まさにその『最大限の快感』を与えるべく、長である自らが『揉み療』に臨むことにしたのであった。
大量に用意された『魔剋水』が横たわった右城の肉体をしとどに濡らす。
とろとろ、ぬるぬるとしたそのとろみが、ぬるつきが、右城の全身の皮膚と粘膜を刺激する。
白山と荒熊内、2人4手とその唇が、右城の乳首を、臍を、脇を、そして亀頭を、肉棒を、金玉を、尻穴を、触れ、さすり、扱き上げる。
もはや自分の身体のどこが触られ、どこが感じているのかすら、右城にとっては判別すら出来なくなっている。
「ああっ、感じちまうっ、ダメだっ、男にやられて、こんなこんなっ……。ごめんっ、俺っ、男にやられて、感じてるっ、感じちまってる……。美智子、ごめんっ、俺、俺っ、ごめんっ、チンポが勃って、ケツが気持ちよくて仕方無いんだっ、ごめんっ、ごめんっ……」
嫌がっている、とはまた違うのだろう。
己の肉体が享受している快感と、それを与えているのが同性である男たちだという事実。
右城の中では本来それは両立するはずもないことであったのか。
いや、通常の日常を送る多くの男たちにとっては右城の心持ちの方が理解出来るものであろう。
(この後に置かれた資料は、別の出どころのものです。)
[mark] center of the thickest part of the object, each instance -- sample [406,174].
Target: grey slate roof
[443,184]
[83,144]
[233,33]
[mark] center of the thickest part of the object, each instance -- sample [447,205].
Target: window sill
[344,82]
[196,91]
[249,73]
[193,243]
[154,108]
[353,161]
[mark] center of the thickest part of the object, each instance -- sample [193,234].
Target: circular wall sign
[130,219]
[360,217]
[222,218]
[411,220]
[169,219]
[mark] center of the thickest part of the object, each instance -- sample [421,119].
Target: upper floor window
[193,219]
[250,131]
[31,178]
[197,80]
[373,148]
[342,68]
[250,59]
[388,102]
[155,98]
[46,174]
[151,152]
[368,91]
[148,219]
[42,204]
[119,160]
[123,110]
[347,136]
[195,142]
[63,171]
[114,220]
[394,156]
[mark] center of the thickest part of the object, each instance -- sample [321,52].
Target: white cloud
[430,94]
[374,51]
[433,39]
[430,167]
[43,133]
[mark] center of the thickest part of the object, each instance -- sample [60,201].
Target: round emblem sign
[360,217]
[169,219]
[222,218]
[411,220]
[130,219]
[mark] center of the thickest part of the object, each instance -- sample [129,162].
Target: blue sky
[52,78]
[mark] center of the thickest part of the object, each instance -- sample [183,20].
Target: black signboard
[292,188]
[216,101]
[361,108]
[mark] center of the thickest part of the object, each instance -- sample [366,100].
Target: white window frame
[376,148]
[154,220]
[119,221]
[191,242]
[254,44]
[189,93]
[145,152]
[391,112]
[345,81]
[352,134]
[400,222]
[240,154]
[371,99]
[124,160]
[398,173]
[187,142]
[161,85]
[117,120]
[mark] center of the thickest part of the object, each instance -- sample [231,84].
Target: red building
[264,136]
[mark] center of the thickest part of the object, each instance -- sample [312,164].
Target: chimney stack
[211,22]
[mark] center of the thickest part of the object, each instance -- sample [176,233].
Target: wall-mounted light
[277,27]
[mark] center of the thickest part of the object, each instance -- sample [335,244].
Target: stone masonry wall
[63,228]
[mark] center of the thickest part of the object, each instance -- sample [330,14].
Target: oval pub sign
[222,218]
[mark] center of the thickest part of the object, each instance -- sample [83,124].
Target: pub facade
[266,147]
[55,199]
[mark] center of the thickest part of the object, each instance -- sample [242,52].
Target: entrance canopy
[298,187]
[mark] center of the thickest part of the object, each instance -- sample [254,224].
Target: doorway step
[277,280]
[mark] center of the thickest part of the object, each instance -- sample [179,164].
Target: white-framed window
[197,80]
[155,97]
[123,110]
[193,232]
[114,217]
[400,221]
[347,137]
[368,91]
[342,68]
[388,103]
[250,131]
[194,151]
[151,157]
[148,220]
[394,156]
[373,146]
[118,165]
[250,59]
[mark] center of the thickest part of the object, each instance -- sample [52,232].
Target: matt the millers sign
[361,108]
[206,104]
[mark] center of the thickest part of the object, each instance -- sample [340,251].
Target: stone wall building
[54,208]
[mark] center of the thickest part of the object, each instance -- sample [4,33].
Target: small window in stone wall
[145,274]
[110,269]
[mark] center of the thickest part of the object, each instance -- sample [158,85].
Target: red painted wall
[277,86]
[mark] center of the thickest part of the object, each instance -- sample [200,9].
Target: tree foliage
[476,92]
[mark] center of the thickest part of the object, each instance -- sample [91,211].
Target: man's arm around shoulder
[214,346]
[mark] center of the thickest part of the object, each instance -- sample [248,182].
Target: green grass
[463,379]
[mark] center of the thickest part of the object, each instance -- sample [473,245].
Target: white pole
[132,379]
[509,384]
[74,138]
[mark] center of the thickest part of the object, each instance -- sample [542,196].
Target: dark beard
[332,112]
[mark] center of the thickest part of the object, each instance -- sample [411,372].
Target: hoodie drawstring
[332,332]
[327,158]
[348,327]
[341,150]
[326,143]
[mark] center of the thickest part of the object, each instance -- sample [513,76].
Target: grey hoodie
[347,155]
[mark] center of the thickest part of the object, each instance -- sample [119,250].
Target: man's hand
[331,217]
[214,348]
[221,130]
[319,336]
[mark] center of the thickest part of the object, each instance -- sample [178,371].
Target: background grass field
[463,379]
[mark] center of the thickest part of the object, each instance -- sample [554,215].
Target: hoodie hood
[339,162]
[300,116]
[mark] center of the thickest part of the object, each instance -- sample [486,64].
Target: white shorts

己の肉体、全身に与えられる悦楽を素直に受け止めること、それが同性であり、屈強な体格、全身を黒々とした剛毛に覆われた男たちの手と口によるものだということ。
それこそがこの宿、金精の湯における肉体と精神の変容を受容するための、第一歩となるはずであった。
「ああああっ、イきたい……。汁を出したい……。でも、なんで、なんで男にやられて、こんなに気持ちいいんだ……。なんで私は、こんなに感じてるんだ……」
「男だからこそ、という部分もあるかと思いますよ、右城様。快楽を快楽として、快感を快感として受け止めていただければ私どもも嬉しく思います」
「ああ、そんな……。四方さんにしゃぶられて、尻をいじられて、気持ちいいんだ。白山さんが乳首を舐めてくれて、脇の匂いを嗅いでくれて、気持ちいいんだ……。ああっ、気持ちいいっ、すごく気持ちいい……」
与えられる快感の総量は、異性との性交、また己自身の手による刺激、あるいは風俗による快楽、それらのいずれよりも比べようもないほどに多く大きなものであることは間違いない。
しかし、男としての悦楽、その到達点としての射精が禁止されている今ここでは、それは快感=ある種の拷問にも近いものとして右城は受け取っていたのかもしれない。
小一時間、全身を責められ、嬲られた右城もまた、崩れ落ちそうになる身体を支えながらのこの日最後の入湯となったのであった。